The tedious, long and cold nights that followed said otherwise. He was a man without fear, without warmth and affection now; Priya had made sure to leave him with a hollow bitter numbness, almost unfeeling  along with a painful realisation: he never comes first for anyone. He came to a conclusion: anyone who said grief lessens with time didn't love like him. For him this grief was all the unspent reservoir of love he had for Shivi, and the one he'd never get to shower her with again.

"So what's the plan now Jaan?" Bri asked as she approached Ram from the back, rubbing her hands on his shoulder soothingly. Ram quirked an eyebrow, turning towards her. "About Priya jaan. About your relationship-"
"There's no relationship anymore Bri. She broke it the minute she chose to protect Shivi's killer instead of being there for me on the most hellish day of my life."

He'd grieved too much and too hard for the time he'd spend on Earth. First his biological mother, then his dad, then Vedika, then lastly Shivi and Priya together. He filled his glass with scotch and chugged it down. The burn in his throat and the adrenaline gave him the courage he needed for what he had to say next.
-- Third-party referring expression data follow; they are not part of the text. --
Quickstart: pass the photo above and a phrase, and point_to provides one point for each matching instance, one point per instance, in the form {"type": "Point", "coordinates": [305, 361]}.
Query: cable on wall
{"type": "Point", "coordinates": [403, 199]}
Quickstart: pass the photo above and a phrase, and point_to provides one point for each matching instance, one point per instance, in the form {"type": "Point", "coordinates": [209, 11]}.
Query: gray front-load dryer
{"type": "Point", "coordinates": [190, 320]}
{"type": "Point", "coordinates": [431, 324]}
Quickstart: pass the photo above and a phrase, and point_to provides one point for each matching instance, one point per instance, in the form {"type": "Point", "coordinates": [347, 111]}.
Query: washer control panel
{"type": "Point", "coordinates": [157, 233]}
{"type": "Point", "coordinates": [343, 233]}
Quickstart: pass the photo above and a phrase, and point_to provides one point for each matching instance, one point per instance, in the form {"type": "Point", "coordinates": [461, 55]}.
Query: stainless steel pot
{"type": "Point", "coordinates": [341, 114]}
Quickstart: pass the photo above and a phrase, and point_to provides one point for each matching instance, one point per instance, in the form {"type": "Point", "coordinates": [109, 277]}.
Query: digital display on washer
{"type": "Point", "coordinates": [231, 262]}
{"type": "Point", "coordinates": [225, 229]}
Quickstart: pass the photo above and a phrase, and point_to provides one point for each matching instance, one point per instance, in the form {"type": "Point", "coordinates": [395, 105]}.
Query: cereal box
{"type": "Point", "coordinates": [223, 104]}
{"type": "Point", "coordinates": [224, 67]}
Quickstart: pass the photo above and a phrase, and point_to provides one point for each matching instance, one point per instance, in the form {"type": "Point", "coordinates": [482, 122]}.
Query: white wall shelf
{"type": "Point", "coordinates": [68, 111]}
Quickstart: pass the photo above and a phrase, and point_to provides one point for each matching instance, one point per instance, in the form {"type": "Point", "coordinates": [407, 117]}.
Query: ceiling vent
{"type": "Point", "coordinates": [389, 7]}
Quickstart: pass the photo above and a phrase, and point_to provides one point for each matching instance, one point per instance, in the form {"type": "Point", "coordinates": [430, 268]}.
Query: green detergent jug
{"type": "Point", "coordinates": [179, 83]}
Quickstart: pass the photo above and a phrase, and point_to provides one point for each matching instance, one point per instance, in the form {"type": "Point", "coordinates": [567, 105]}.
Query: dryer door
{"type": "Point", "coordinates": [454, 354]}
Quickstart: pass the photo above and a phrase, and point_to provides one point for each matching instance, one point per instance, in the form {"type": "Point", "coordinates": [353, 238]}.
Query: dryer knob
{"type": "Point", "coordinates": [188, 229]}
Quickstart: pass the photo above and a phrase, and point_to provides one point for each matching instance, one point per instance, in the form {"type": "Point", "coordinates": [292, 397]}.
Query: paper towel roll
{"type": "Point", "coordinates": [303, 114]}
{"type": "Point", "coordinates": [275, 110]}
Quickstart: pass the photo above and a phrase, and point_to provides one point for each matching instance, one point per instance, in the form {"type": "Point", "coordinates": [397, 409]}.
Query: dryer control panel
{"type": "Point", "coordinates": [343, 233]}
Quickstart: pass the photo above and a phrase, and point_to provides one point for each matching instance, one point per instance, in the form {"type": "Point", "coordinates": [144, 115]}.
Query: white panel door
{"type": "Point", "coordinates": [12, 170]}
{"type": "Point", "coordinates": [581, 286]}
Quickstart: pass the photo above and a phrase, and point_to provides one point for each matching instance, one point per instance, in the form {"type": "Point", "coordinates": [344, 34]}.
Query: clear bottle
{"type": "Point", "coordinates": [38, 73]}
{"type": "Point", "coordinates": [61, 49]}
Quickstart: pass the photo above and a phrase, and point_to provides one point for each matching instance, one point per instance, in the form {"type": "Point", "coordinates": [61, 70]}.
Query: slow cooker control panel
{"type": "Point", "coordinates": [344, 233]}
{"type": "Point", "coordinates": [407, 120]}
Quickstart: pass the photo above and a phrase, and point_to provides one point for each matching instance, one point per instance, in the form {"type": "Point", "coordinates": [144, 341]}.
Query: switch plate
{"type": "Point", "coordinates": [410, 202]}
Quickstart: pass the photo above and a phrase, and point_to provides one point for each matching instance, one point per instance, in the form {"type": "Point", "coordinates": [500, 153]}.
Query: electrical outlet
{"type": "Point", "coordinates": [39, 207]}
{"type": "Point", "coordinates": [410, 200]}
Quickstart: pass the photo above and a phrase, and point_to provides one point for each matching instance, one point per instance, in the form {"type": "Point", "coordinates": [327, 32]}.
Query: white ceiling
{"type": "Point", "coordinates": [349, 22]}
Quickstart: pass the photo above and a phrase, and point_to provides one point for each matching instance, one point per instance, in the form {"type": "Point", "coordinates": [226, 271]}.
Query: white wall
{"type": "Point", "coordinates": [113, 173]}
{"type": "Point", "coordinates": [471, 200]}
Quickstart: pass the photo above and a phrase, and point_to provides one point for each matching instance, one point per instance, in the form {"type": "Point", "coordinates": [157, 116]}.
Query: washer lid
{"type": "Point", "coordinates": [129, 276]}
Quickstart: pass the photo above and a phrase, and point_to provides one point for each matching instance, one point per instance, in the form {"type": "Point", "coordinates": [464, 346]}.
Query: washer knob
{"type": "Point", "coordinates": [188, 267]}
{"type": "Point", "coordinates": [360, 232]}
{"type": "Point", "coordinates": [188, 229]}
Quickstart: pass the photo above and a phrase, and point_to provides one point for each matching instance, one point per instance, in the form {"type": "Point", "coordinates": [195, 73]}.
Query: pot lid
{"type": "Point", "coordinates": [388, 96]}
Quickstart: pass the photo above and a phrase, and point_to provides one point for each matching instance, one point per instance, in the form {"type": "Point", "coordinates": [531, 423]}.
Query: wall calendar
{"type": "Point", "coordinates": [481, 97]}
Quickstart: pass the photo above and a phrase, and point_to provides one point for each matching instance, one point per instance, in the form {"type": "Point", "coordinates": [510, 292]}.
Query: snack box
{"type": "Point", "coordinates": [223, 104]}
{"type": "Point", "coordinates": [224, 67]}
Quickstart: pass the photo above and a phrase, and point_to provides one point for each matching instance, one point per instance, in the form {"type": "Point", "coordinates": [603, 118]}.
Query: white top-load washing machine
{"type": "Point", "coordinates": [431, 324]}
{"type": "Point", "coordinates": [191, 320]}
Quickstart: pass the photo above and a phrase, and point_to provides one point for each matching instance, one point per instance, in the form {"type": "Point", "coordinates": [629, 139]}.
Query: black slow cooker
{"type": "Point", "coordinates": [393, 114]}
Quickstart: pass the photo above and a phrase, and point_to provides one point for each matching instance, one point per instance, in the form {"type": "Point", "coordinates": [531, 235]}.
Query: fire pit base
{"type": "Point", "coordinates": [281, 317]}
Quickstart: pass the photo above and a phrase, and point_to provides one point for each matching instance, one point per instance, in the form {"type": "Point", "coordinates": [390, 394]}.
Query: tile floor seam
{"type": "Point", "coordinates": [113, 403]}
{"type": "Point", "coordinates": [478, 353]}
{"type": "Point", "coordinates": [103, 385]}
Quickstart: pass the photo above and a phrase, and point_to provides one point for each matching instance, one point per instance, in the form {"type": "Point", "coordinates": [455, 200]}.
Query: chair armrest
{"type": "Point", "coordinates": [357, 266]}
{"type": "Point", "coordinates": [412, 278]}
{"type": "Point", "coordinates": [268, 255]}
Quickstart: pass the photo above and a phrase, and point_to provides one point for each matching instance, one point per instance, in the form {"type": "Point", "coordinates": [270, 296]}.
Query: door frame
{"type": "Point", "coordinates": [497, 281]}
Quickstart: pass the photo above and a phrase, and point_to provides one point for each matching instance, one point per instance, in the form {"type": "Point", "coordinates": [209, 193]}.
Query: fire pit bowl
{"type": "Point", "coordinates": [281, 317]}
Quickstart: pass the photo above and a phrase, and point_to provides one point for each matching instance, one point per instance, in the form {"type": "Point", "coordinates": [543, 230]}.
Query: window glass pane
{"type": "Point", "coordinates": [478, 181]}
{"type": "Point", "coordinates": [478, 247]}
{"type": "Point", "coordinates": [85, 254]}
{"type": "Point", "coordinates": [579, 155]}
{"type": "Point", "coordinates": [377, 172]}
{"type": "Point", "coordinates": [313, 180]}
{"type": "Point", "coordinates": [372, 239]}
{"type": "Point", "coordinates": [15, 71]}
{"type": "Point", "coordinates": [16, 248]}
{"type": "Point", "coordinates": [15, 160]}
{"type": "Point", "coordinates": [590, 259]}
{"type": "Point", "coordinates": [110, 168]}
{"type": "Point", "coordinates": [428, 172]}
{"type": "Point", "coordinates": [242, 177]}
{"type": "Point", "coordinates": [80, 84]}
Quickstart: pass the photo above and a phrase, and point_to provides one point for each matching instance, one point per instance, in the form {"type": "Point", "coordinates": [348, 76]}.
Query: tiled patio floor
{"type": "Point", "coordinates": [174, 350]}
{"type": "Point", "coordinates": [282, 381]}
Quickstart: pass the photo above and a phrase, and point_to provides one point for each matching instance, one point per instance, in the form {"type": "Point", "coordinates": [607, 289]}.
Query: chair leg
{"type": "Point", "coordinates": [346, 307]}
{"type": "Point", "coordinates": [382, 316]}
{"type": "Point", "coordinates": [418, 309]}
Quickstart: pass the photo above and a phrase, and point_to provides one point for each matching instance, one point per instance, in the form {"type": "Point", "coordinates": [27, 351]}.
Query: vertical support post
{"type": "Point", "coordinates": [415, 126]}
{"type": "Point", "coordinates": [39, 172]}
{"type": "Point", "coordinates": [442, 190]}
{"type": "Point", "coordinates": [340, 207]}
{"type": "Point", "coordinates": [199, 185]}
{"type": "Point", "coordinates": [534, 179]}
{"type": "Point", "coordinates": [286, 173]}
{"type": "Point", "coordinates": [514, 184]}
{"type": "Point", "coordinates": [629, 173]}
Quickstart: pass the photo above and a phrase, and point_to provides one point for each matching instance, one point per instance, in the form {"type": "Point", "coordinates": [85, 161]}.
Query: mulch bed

"I'm done with this Bri. I'm done grieving for people who choose to leave me as soon as shit hits the fan. So fucking done being the nice one, the understanding one. No more." He gets up and heads towards the couch after fiddling with the stereo, "Tomorrow is going to be a new beginning. A fresh start. No more Soods, no more tears and no more heartbreaks" he says before kicking off his shoes and using the beige throw blanket on the napoleonic blue couch to cover himself; dreams of Shivina and his dad lulling him to sleep while the stereo slowly drones Tere Bina Zindagi Se.